Ein windschlüpfriges Oval; ein lustiger Turm mit Schnabel; eine palmenbekrönte High-Tech-Skulptur; und welche Entwürfe sonst noch gegen Jean Nouvels Siegerprojekt für ein Hochhaus am Wiener Donaukanal angetreten sind.

10. September 2005 - Christian Kühn
Die nördliche Kante des Wiener Donaukanals zwischen Rossauerbrücke und Aspernbrücke könnte zu den besten Adressen der Stadt gehören: Es gibt Blick aufs Wasser, die Altstadt liegt gleich gegenüber, und die Verkehrsanbindung ist erstklassig. Das dennoch bis heute eher bescheidene Image des Gebiets lässt sich aus der Entwicklung nach dem Zweiten Weltkrieg erklären.

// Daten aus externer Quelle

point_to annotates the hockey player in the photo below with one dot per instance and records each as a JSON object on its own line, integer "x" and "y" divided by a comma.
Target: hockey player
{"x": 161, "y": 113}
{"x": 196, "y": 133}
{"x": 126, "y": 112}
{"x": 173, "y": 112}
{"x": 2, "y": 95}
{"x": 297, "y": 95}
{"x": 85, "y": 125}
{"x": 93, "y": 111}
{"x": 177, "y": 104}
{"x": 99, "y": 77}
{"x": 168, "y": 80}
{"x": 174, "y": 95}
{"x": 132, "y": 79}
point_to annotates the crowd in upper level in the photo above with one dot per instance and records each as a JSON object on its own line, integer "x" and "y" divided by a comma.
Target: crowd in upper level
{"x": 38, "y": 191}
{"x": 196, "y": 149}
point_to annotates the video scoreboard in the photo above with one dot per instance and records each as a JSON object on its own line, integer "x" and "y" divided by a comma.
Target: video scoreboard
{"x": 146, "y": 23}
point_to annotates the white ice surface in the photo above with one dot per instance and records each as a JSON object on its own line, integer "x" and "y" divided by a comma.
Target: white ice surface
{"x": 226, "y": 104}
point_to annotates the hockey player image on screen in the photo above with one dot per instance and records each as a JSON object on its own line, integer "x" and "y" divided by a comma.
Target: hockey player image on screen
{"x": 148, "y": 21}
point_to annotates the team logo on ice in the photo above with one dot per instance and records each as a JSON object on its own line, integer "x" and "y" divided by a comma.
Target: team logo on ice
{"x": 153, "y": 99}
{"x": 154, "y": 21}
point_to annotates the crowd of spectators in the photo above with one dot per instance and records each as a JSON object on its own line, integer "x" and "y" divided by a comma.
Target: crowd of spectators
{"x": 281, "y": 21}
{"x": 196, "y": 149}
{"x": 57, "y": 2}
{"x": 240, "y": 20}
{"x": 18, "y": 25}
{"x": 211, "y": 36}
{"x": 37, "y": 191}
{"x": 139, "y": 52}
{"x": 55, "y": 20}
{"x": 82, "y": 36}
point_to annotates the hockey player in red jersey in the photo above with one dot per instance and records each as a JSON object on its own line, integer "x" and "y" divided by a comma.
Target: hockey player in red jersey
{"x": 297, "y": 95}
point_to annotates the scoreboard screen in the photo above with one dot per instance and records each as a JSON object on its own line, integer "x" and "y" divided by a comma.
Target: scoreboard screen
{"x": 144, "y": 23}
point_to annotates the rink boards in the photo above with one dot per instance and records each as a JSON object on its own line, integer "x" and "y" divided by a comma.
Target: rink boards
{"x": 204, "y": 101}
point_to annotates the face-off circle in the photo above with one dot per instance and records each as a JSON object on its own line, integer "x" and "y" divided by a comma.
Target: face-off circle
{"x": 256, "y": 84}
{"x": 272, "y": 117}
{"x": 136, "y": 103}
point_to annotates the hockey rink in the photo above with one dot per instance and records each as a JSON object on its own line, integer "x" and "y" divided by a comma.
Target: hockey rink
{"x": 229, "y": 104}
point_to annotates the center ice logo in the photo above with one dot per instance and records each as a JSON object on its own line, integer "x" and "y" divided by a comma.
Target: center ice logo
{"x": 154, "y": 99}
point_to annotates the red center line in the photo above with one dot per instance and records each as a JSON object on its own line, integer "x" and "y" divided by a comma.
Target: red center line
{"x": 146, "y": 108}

Zwar hatte es radikale Vorschläge zur Modernisierung gegeben, etwa von Lois Welzenbacher, realisiert wurde jedoch eine unglückliche Mischung aus gründerzeitlicher Parzellierung und einigen großvolumigen Einzelobjekten. Dazu kommt das niedrige technische und gestalterische Niveau der meisten Bauten, wie es für die unmittelbare Nachkriegszeit in Wien typisch ist.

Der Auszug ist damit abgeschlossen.